It is no secret that negative people certainly have a negative effect on the people around them. There is an idiom that often comes to mind when I am assessing the people in my life and their impact on me: “You are what you eat.” In very much the same way that a good diet is crucial to achieving good health, having good people around you is key to living a better life. Humans, in general, tend to be very susceptible to their surroundings. It is because we have such a tendency to be so impressionable that we often see people adopting the attitudes of those around them.

Try to imagine what it would be like if you were the only optimist stranded on a desert island full of pessimists. It is only a matter of time before it becomes difficult for even you to maintain a positive and healthy outlook when you are constantly surrounded by negative people who only look for the worst in any given situation. The problem with negativity is that it’s very easy to get caught up in it when it’s all around you. Its oppression can become a drain on your energy and can even begin to wear on your self-esteem, which, in turn, can cause you to become a more negative person yourself.

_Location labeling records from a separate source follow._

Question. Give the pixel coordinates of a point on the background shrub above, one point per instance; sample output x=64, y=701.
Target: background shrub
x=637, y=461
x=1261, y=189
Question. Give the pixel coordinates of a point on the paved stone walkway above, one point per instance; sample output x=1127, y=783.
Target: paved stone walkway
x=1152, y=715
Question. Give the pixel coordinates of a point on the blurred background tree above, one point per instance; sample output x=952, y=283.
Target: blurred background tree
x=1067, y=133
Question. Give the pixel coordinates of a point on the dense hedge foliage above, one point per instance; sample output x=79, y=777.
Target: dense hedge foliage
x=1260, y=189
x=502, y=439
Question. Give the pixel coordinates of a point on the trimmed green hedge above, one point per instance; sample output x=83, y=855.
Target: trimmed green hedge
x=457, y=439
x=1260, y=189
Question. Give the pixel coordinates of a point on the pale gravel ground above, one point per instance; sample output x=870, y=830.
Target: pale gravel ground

Learn to recognize the people that are detrimental to your well-being. Start focusing on the more positive things in your life and work towards building yourself up in such a way that makes you invulnerable to the negative attitudes of others. You are the only one that can choose to make your life more satisfying and enjoyable. The question is, will you do it? Or will you allow your happiness to be dictated by everyone else?

 

Hello

Isn’t it interesting to note how something as seemingly small and unimportant as saying “hello” is the first step to any good friendship? If only that was all it took! But as the saying goes: “Nothing worth having comes easy in life.”

All good relationships require a variety of essential ingredients in order to have a fighting chance at survival. Love, trust, loyalty, time, effort, appreciation, and compassion, just to name a few. We must nurture and develop all of these qualities together in order to lay the solid foundations upon which we will build strong relationships and forge new beginnings.

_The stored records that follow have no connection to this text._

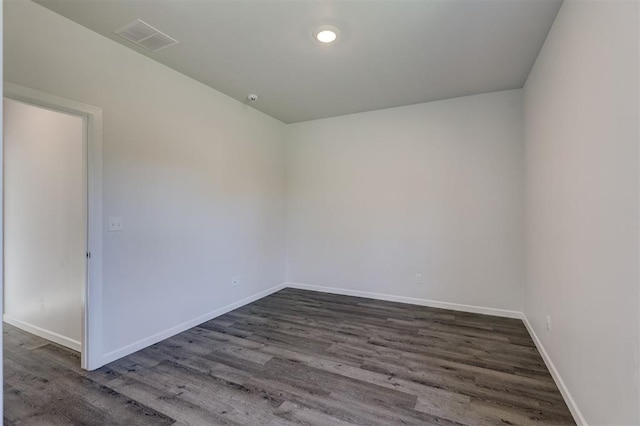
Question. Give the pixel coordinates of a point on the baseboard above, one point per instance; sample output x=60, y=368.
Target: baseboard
x=410, y=300
x=45, y=334
x=158, y=337
x=568, y=399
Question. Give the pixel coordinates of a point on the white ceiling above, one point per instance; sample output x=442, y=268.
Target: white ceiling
x=389, y=52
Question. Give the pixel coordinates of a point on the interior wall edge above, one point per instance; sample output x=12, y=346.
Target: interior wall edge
x=506, y=313
x=158, y=337
x=564, y=390
x=44, y=333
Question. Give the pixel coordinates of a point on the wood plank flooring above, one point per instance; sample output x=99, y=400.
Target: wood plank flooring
x=297, y=357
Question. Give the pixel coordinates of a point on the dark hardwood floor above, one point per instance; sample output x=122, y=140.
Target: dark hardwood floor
x=297, y=357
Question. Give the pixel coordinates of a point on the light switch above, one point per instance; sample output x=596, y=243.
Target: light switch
x=115, y=223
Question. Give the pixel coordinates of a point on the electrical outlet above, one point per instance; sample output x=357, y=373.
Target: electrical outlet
x=548, y=324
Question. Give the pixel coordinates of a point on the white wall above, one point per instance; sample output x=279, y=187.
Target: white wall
x=435, y=189
x=197, y=177
x=581, y=109
x=44, y=219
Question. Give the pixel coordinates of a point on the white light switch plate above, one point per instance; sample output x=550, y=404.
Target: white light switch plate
x=115, y=224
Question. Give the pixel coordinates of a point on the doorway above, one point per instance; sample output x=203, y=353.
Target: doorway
x=44, y=221
x=52, y=219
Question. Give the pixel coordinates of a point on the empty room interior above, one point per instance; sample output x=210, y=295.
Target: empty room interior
x=273, y=212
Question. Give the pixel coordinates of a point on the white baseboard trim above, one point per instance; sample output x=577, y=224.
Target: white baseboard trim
x=158, y=337
x=45, y=334
x=410, y=300
x=568, y=399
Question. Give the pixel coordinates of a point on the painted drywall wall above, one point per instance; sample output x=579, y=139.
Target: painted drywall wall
x=581, y=109
x=45, y=236
x=1, y=199
x=434, y=189
x=197, y=177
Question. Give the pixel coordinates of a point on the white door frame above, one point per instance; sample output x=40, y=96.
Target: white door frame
x=92, y=293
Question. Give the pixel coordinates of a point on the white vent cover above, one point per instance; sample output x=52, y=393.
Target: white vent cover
x=145, y=36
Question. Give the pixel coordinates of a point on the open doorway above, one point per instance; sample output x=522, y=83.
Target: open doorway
x=52, y=219
x=45, y=236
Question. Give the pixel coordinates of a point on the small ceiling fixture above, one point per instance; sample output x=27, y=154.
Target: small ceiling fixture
x=145, y=36
x=326, y=34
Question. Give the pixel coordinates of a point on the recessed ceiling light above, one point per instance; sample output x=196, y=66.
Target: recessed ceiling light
x=326, y=34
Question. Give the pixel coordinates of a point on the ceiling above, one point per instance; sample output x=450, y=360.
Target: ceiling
x=389, y=52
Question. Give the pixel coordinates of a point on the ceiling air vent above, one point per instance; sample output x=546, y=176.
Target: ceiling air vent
x=145, y=36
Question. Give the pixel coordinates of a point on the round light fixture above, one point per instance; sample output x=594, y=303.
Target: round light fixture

This wouldn’t actually be so difficult if it weren’t for the added disadvantage of living in a world full of people who shamelessly criticize others for sheer enjoyment, compromise themselves for the sake of fitting in, and those for which complaining has become a way of life because they have not learned to give themselves the attention and compassion they need, and so feel they must seek to have these needs met by others. Add a touch of gossip from those with nothing better to do, just a hint of jealousy wrought by the insecurities of others, and a dash of self-doubt that can occasionally be attributed to our frustrations with some of our very own shortcomings. My goodness, this is beginning to sound like a recipe for disaster! There may be times where it seems as though you are searching for a needle in a haystack, but as is the case with most all of life’s hardships, there is always hope.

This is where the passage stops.